Inspiration

Lazy people often find smarter ways to stay lazy and I'm no exception. When we come across a problem while browsing or using an app, and we think "AI could help here," the usual process is tedious: copy the content, open a new tab, visit an AI platform, paste the query, and only then get a response. To be honest, that’s a lot of work and definitely not efficient.

What if there was a simpler way? Imagine a screen overlay you could toggle with a single click. It would instantly let you ask for help or generate solutions right within your current screen, without ever switching context.

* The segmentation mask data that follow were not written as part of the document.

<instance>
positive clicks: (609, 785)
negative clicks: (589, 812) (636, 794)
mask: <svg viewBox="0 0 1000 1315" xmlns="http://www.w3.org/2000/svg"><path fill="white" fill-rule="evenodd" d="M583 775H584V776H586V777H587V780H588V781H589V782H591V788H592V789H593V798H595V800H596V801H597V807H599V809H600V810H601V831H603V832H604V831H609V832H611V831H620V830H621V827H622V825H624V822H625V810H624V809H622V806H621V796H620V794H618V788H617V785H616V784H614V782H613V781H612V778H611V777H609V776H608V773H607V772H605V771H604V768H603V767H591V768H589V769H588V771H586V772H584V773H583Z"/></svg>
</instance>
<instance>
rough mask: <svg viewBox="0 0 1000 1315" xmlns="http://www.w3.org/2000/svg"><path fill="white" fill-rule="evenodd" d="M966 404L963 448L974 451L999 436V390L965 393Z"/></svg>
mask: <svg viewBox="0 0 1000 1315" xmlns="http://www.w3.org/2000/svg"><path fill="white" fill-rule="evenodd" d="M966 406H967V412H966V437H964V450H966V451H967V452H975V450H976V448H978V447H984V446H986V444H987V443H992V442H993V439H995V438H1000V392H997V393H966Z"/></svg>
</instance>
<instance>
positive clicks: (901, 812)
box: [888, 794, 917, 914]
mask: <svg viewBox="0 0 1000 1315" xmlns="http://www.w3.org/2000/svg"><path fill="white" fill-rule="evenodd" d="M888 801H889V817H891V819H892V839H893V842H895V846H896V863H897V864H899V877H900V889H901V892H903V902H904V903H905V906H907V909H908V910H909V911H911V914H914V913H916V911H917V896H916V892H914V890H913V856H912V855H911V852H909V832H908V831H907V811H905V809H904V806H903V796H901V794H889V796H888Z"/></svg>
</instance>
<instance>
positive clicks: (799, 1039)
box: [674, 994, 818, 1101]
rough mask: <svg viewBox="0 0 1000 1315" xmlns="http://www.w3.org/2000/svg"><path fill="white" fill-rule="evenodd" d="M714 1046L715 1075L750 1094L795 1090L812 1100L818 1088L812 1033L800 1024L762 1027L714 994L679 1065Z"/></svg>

That’s how I envisioned Suryen—a personal desktop companion with an intelligent overlay, and so much more.

What it does

Suryen is a multi-functional, AI-powered assistant that brings several powerful capabilities right to your screen:

  • Screen Overlay Interface: Seamlessly sits on top of your current window, allowing you to ask questions or get summaries without ever switching tabs.

  • Webpage Reader: Understands and processes the content of any webpage or just about the screen you're viewing, enabling contextual responses and interactions

  • YouTube Audio Deciphering: Can extract and analyze spoken content from YouTube videos to provide summaries, transcripts, or insights.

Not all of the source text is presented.